Those fundamental differences determine the tools that the United States can use in its trade fights with Europe. While the trade war with China was predicated on a so-called Section 301 investigation, which highlighted real and systemic problems in the Chinese economy, Trump’s war with Europe is predicated on fabricated national security grounds that likely have little standing under international trade law. (U.S. measures are still awaiting their day in trade court.)

Trump’s steel and aluminum tariffs, and, more importantly, his threat to slap all auto imports with tariffs, are all based on the argument that buying steel pipes or sports cars from NATO allies represents a grave security threat to the United States. Of course, in the case of auto imports, it’s impossible to know what the Trump administration actually determined in the course of a so-called Section 232 investigation. The Commerce Department has refused to share the findings with Congress or the public, even though it is mandated to do so by law; the Justice Department, meanwhile, is so scared the findings could be made public it has kept them classified. Additionally, the lack of U.S. action on auto tariffs in the months after the conclusion of the investigation means the window has closed and that the measures cannot now be implemented, at least legally.

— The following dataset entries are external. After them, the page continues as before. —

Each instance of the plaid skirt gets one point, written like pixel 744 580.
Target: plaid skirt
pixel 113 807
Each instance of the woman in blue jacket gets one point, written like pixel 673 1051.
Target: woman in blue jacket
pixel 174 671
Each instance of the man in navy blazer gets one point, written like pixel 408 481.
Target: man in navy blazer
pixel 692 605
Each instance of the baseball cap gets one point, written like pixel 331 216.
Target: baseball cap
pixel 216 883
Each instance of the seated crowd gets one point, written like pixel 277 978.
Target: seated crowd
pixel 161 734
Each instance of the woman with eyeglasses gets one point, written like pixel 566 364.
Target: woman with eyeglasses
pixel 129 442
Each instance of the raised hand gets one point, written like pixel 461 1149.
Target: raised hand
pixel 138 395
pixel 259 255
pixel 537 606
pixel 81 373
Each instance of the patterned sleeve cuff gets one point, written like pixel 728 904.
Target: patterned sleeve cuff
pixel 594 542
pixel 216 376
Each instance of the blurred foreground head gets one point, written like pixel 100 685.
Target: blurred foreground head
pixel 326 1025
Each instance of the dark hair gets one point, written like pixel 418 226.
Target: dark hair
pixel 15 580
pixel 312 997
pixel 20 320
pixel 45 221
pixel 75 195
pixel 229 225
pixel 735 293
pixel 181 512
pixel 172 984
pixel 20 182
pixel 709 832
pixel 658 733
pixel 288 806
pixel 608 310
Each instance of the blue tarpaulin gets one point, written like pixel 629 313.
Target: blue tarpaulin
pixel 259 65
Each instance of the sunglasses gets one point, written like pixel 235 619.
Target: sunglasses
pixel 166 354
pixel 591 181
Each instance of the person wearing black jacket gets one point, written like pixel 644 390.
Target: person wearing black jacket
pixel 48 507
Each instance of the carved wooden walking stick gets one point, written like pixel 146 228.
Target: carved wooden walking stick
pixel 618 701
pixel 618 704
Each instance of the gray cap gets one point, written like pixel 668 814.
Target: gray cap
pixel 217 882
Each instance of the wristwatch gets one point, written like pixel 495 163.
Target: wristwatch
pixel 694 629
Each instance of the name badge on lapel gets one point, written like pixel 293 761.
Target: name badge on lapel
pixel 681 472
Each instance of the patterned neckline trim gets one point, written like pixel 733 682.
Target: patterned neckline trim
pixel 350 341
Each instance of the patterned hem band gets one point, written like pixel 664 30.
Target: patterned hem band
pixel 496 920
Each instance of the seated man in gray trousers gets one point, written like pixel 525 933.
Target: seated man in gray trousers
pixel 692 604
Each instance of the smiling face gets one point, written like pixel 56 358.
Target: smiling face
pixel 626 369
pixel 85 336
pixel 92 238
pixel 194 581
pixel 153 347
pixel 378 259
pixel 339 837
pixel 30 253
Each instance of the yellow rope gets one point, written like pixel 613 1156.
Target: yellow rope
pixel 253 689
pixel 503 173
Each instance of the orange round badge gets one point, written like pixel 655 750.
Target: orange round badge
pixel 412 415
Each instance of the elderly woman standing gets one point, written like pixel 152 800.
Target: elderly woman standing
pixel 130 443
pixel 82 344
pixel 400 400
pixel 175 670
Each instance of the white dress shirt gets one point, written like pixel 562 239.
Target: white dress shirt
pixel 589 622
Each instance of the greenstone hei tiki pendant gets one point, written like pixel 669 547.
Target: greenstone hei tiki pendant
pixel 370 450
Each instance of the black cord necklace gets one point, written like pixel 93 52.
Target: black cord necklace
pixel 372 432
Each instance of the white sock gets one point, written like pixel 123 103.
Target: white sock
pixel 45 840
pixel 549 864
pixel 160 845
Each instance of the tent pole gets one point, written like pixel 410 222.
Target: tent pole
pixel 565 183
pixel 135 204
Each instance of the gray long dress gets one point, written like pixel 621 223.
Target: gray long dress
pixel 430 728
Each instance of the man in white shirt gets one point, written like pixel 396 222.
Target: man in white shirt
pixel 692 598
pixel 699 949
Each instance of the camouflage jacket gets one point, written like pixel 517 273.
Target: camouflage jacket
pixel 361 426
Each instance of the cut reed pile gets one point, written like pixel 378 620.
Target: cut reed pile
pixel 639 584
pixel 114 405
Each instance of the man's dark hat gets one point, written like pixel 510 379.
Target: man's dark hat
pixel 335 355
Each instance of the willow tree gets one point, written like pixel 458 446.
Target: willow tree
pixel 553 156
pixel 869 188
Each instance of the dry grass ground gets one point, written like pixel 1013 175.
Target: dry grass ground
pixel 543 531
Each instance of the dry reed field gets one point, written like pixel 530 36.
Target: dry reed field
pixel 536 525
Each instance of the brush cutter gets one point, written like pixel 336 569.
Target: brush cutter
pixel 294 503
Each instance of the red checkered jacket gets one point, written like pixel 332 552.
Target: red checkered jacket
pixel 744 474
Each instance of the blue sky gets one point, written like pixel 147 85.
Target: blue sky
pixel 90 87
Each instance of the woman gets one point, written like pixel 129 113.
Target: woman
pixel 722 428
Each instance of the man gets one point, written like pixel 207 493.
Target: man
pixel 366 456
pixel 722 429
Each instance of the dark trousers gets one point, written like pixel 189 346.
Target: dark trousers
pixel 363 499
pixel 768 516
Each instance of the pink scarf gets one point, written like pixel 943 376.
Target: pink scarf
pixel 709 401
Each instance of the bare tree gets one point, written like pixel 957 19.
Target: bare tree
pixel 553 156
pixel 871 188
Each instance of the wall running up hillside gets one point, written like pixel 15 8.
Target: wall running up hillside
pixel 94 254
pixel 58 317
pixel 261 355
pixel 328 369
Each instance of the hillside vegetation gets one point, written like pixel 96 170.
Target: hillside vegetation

One potential problem for the Trump administration’s showdown with Europe is that while tariffs seemed to work to get China to make some concessions, it was a viable approach because the duties did only moderate harm to most sectors of the U.S. economy, mainly small businesses (and farmers caught in the crossfire), while consumers emerged largely unscathed. Putting 25 percent tariffs on imports of European autos and auto parts, on the other hand, would cause immense and immediate pain for U.S. manufacturers and consumers, destroying hundreds of thousands of jobs and raising the cost of new cars by thousands of dollars.

That’s why many in Europe figure Trump has just one real arrow in his quiver, and it’s unlikely he’ll use it, as it would hurt the United States as much or more than Europe.

“Trump’s main weapon are the auto tariffs,” Fabry said. But the auto tariffs would have such an immediate spillover effect on important sectors like autoworkers that, seen from Europe, they aren’t as credible a threat as Trump’s tariffs on China. “The impact would be so huge on everybody, I don’t think that Trump can manage that cost ahead of the election.”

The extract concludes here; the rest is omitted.